Beliau pensiun dengan pangkat Letnan Satu di usia belum 50 tahun. Setelah pensiun, bersama seorang kawannya memulai usaha berdagang minyak tanah dan minyak goreng. Tokonya berada di Pasar Palur, di pertigaan besar jalan menuju Karang Anyar dan Sragen yang sangat ramai.
Jika Bapak tindak Jakarta untuk menengokku atau menengok Dik Pri, tidak pernah memberi kabar sebelumnya. Beliau datang dari Solo selalu naik bus, naiknya bukan dari Terminal, tapi dari Purwosari. Mengapa begitu? Kalau naik dari luar kota, berarti harga tiketnya murah. Busnya pun bus yang jelek, kadang-kadang tidak ada tutup jendelanya atau ber-AC angin. Sampai Jakarta langsung minta dikeroki. Jika ke Jakarta, beliau sering membawa oleh-oleh ayam goreng ayam kampung yang dibeli di Pasar Gede. Kadang-kadang juga Ayam Bakar Tojoyo yang manis itu.

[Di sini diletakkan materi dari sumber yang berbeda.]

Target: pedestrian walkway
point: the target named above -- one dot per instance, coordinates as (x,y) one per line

Ketika itu Dandy masih berumur sekitar 3 atau 4 tahun. Sore-sore di teras depan Rumah Komplek, aku sedang beberes ruang tamu. Bapak lenggah di salah satu kursi di sebelah utara dan Dandy di sebelah selatan.
“Ayo, arep sekolah kudu bisa nyanyi Garuda Pancasila.”
Bapak ndawuhi
Dandy menyanyikan lagu Garuda Pancasila. Dandy turun dari kursi, berdiri
tegak di hadapan Mbah Kakungnya dengan sikap bersiap, tangan lurus ke bawah.
Garuda Pancasila ...
Akulah pendukungmu ...
Patriot Proklamasi ….
Baru beberapa bait, lagu belum selesai Bapak sudah sare... He he he…

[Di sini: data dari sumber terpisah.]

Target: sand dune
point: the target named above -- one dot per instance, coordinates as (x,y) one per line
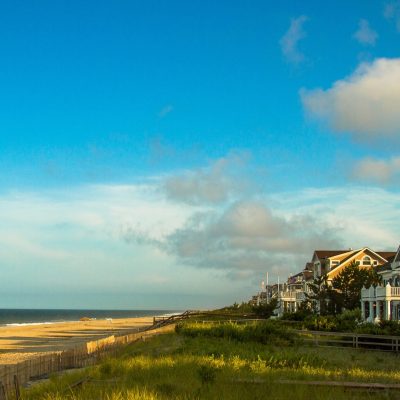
(20,342)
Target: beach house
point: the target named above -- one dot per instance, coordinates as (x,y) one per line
(329,263)
(383,301)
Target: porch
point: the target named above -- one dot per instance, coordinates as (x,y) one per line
(379,303)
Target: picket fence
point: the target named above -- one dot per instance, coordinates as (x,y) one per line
(13,375)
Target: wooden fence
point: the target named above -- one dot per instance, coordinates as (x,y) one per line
(354,340)
(82,356)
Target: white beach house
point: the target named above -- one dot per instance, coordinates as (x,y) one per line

Kami menikmati malam minggu dengan begadang, nonton TV dan main kartu hingga larut malam. Sebelum cucu-cucu tidur, Bapak dengan membawa seblak menghalau nyamuk di kamar-kamar yang akan kami tiduri.
Besok paginya, kami yang ketika itu masih muda-muda jalan kaki ke Pasar Kranggan, olah raga sambil berbelanja. Demikian pula, pulangnya juga jalan kaki lagi. Waktu itu Jalan Raya Jatiranggon masih belum banyak kendaraan, enak buat olah raga jalan kaki. Kami sering membeli kue pancong kesukaan Mas Suami. Kue kesenangan orang Betawi ini, biasanya dimakan sambil nongkrong minum teh atau kopi hangat di lapaknya. Kadang pengunjungnya masih berselimut sarung agar tidak kedinginan, karena lapak kue pancong buka jam 4 pagi.
Sepulang dari Kranggan, kami masak sayur bening bayem jagung kesukaan Bapak, tak lupa sambal terasi, tempe tahu goreng, dan udang kali yang kecil-kecil manis itu. Bapak asyik membersihkan pohon-pohon pisang dari pelepah dan daun-daunnya yang sudah mongering di kebon belakang. Rupanya pada kesempatan seperti itu kadang Bapak ngobrol dengan tetangga.
Sewaktu aku berdua pergi haji di tahun 1991 Bapak gerah, tapi oleh adik-adik dirahasiakan ke kami yang sedang di Tanah Suci. Ketika kami tiba di Tanah Air ternyata Bapak dirawat di Rumah Sakit Pusat Angkatan Darat (RSPAD) Gatot Subroto. Bapak merasa punya hak untuk dirawat di sana, meskipun menurutku tidak mendapat perhatian yang baik.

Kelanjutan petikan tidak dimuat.